At the start of a game, you have six prizes to take. Each knockout gives you prizes equal to the Pokémon's rule box:
- Single-prize Pokémon: 1 prize per KO
- Two-prize Pokémon (ex/V): 2 prizes per KO
- Three-prize Pokémon (VMAX/VSTAR): 3 prizes per KO
Your prize map is the specific sequence of knockouts that gets you from 6 prizes remaining to 0.
Common Prize Paths
The 2-2-2 Plan
Take three knockouts, each worth 2 prizes. This is the most common path when both players use ex/V Pokémon as their main attackers.
Requires: Three attacks that each knock out a 2-prize Pokémon.
The 3-2-1 Plan
Take a 3-prize knockout, a 2-prize knockout, and a 1-prize knockout. Or any combination that adds to 6.
Common variations:
- 3 + 2 + 1 = 6 (three KOs total)
- 2 + 2 + 1 + 1 = 6 (four KOs)
- 1 + 1 + 1 + 1 + 1 + 1 = 6 (six KOs — slow but possible)
Why Fewer KOs Is Better
Fewer required knockouts means:
- Fewer turns needed to win
- Fewer chances for things to go wrong
- Less setup required (fewer attackers need to be powered up)
- Less exposure to opponent's disruption
Taking six single-prize KOs requires six attacks minimum. Taking three two-prize KOs requires only three. That's three fewer turns your opponent gets to play.
Reading Your Opponent's Board
At any point, look at their board and ask:
- What's worth 2-3 prizes that I can realistically KO?
- What's their main threat? (What will hurt me most if it stays alive?)
- What are they powering up on bench? (Future threats)
- Is there a low-HP bench sitter worth easy prizes?
Target Priority
Generally, prioritize targets by this logic:
- Their main attacker (if you can KO it) — Removes their biggest threat AND takes prizes
- High-prize easy targets — 2-3 prize Pokémon with low HP or damage already on them
- Setup Pokémon — Removing their engine pieces (draw Pokémon, energy accelerators) cripples future turns
- Whatever gets you to exactly 6 — Sometimes the "wrong" target is right because it closes the game
Disrupting Their Prize Map
Your opponent is planning too. Disrupt their map:
Deny High-Value Targets
If your opponent's plan is to 2-2-2 your ex Pokémon, you can:
- Attack with single-prize Pokémon instead (forces them to take six KOs instead of three)
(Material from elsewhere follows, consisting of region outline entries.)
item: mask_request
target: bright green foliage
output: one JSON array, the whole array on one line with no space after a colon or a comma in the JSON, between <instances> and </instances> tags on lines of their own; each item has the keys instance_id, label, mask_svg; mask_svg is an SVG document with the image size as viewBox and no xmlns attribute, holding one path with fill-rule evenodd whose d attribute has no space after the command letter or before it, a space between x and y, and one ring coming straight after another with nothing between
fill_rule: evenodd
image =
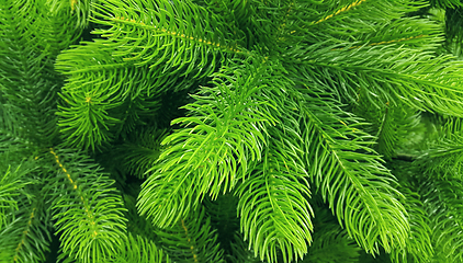
<instances>
[{"instance_id":1,"label":"bright green foliage","mask_svg":"<svg viewBox=\"0 0 463 263\"><path fill-rule=\"evenodd\" d=\"M1 1L0 262L463 262L462 5Z\"/></svg>"},{"instance_id":2,"label":"bright green foliage","mask_svg":"<svg viewBox=\"0 0 463 263\"><path fill-rule=\"evenodd\" d=\"M54 192L53 219L64 244L63 252L90 263L102 262L122 250L126 219L121 197L111 188L111 180L75 150L50 149L49 159L55 159L58 171L49 191ZM61 196L61 193L67 194Z\"/></svg>"},{"instance_id":3,"label":"bright green foliage","mask_svg":"<svg viewBox=\"0 0 463 263\"><path fill-rule=\"evenodd\" d=\"M170 263L169 256L158 250L154 242L147 241L139 236L128 235L127 240L123 240L122 250L113 255L111 262L114 263Z\"/></svg>"},{"instance_id":4,"label":"bright green foliage","mask_svg":"<svg viewBox=\"0 0 463 263\"><path fill-rule=\"evenodd\" d=\"M205 210L197 208L176 226L158 230L159 243L173 262L225 263L224 251Z\"/></svg>"},{"instance_id":5,"label":"bright green foliage","mask_svg":"<svg viewBox=\"0 0 463 263\"><path fill-rule=\"evenodd\" d=\"M427 215L431 218L431 241L436 251L434 262L462 262L462 194L461 180L428 180L420 186Z\"/></svg>"}]
</instances>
- Keep damaged Pokémon on bench and send fresh ones active
- Heal to deny knockouts (forces extra attacks)
Force Awkward Prize Counts
If you can make your opponent's prizes land on odd numbers (5, 3, 1), they can't close efficiently:
- Leading with a single-prize attacker puts them at 5 prizes after their first KO
- From 5, they need either another single-prize KO (to 4) or find a way to take multiple prizes at once
Boss/Gust Into Unready Pokémon
Dragging an unpowered bench Pokémon active wastes their turn (they must retreat or pass without attacking). This buys you time and disrupts their sequencing.
Prize Mapping in Practice
Start of Game
Before your first attack, sketch your plan:
- "I need to KO their two ex attackers (2+2) and one bench sitter (1+1) = 6"
- Or: "I'll take their VMAX (3) and their support ex (2) and gust something small (1)"
Mid Game
Reassess after each knockout:
- "I've taken 2 prizes. I need 4 more. They have two ex on bench — that's exactly 4."
- Or: "They promoted a single-prize wall. My map is disrupted — I need a new path."
Late Game
When you're at 1-2 prizes remaining, your map is almost closed:
- What's the easiest remaining knockout?
- Can they deny it? (By switching, healing, removing the target)
- Do I have a backup target if they disrupt my plan?
Prize Denial
When you're losing the prize race (they're ahead), your job is to make their remaining prizes as hard to take as possible:
- Promote high-HP Pokémon (force 2-3 attacks per KO)
- Bench thin (remove easy targets — don't bench things unnecessarily)
- Heal (force them to swing again)
- Disrupt their energy/attacker (slow their KOs)
Conversely, when you're ahead, close the game fast. Don't give them time to recover.
The Math Behind Aggression
Every turn you spend setting up instead of attacking is a turn your opponent uses to develop their own board. Aggressive prize-taking pressures them into reacting to you rather than executing their plan.
The simple heuristic: If you can take a meaningful knockout THIS turn, do it. Setup for a "better" knockout next turn is only worth it if the difference is significant (e.g., setting up lets you take 3 prizes instead of 1).